Tempest: Without a Body, de Lemi Ponifasio (30/01/2010)
Butô Samoan.
Un monolithe sombre surplombe la scène.
Mais pas celui de "2001, l’Odyssée de l’Espace" qui apportait aux singes les clefs de leur avenir futur dans la communauté des espèces intelligentes de l’Univers.
Là, c’est plutôt l’Etoile Noire, symbole d’un pouvoir impérialiste et colonisateur, celui des occidentaux ayant ‘découvert’ les îles du Pacifique.
Sous son influence, l’homme debout est amené à se courber, pour finir complètement couché.
Le sang des populations locales rougit la stèle.
Un Ange aux ailes brisées a beau hurler son désespoir, il ne peut pas faire grand chose, sinon purifier/sanctifier le sang versé et recueillir le cadavre d’un homme-animal mort d’avoir trop tourné en rond dans sa cage.
C’est esthétiquement sombre, beau, fascinant, ça ressemble au Butô de Sankai Juku en un peu plus dynamique.
Danses polynésiennes, sans chants et sans colliers de fleurs, se mêlent aux rituels hakas, dans des tuniques noires de style plutôt chinois (du temps des Concessions).
Les mélopées évoquent celles des rituels bouddhistes.
Le problème est que ça reste très hermétique pour le spectateur lambda.
Il faut avoir lu le dépliant (trop succinct) pour savoir que l’Ange est inspiré d’un tableau de Paul Klee (l’Angelus Novus), ou que la photo projetée est celle d’Ahmed Zaoui, intellectuel algérien réfugié en Nouvelle-Zélande.
La référence à Shakespeare est aussi moins parlante pour un français qu’elle ne le serait outre-manche.
Sinon, pas de traductions, même pour le pamphlet du chef maori Tame Iti, diatribe anti-colonialiste adressée (paraît-il) à la reine d’Angleterre.
Il aurait fallu être un peu plus explicatif. Mettre des sous-titres aux moments les plus opportuns, ou mettre la traduction dans la brochure, en indiquant au moins succinctement le contexte historique et politique propre aux Samoas, que bien peu de français seraient capables de mettre sur une carte.

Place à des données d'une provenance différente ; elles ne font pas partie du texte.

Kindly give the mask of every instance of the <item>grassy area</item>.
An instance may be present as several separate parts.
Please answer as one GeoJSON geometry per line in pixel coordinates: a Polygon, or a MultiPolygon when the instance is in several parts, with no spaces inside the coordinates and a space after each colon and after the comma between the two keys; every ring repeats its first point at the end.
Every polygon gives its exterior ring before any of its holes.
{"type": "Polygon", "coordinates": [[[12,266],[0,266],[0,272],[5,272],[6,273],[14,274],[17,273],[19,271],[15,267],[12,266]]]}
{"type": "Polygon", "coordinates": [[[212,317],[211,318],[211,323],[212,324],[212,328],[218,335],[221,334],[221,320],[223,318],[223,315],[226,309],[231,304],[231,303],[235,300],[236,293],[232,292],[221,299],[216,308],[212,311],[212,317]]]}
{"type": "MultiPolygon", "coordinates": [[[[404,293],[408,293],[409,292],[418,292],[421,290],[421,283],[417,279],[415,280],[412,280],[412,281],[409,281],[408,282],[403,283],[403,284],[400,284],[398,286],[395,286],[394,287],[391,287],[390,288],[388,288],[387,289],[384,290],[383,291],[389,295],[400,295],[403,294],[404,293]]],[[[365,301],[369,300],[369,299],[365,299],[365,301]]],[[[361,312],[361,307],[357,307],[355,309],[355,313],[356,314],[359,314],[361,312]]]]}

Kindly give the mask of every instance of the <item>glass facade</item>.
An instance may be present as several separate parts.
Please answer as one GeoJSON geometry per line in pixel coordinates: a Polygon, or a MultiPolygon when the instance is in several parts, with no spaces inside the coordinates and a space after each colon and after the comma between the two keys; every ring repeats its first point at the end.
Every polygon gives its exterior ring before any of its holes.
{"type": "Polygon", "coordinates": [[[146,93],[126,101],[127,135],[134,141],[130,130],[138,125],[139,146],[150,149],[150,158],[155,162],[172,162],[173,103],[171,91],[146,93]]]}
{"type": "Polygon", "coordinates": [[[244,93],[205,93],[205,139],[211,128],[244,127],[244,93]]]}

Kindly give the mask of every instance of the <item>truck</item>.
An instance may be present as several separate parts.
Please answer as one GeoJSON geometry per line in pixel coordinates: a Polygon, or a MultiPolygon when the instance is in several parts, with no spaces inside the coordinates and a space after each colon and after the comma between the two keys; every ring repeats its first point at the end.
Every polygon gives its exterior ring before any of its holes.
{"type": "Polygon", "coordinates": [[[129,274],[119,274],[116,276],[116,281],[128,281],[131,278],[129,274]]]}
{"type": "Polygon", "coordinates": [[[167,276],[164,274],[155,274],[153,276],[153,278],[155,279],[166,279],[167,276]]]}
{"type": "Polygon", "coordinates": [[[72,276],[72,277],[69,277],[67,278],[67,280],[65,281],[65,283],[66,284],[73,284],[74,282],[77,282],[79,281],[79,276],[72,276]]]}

Déportations de bagnards, évangélisation forcée, essais nucléaires (de Bikini à Mururoa), pollution des mers, mort des barrières de coraux, submersion des iles à cause du réchauffement climatique, …, l’Océanie a connu bien des déboires depuis le 19-ième siècle.
C’est bien d’en parler. Encore faut-il s’assurer d’être compris.
Compléments :
> Le spectacle sur les sites du Théatre de la Ville et de la companie MAU.
> Dossier Pdf du Grand T (Nantes).
> Les avis de Libération, LeMonde, LesEchos, LeNouvelObs, Obiwi, ConfitureDansLesOreilles, BienCulturel.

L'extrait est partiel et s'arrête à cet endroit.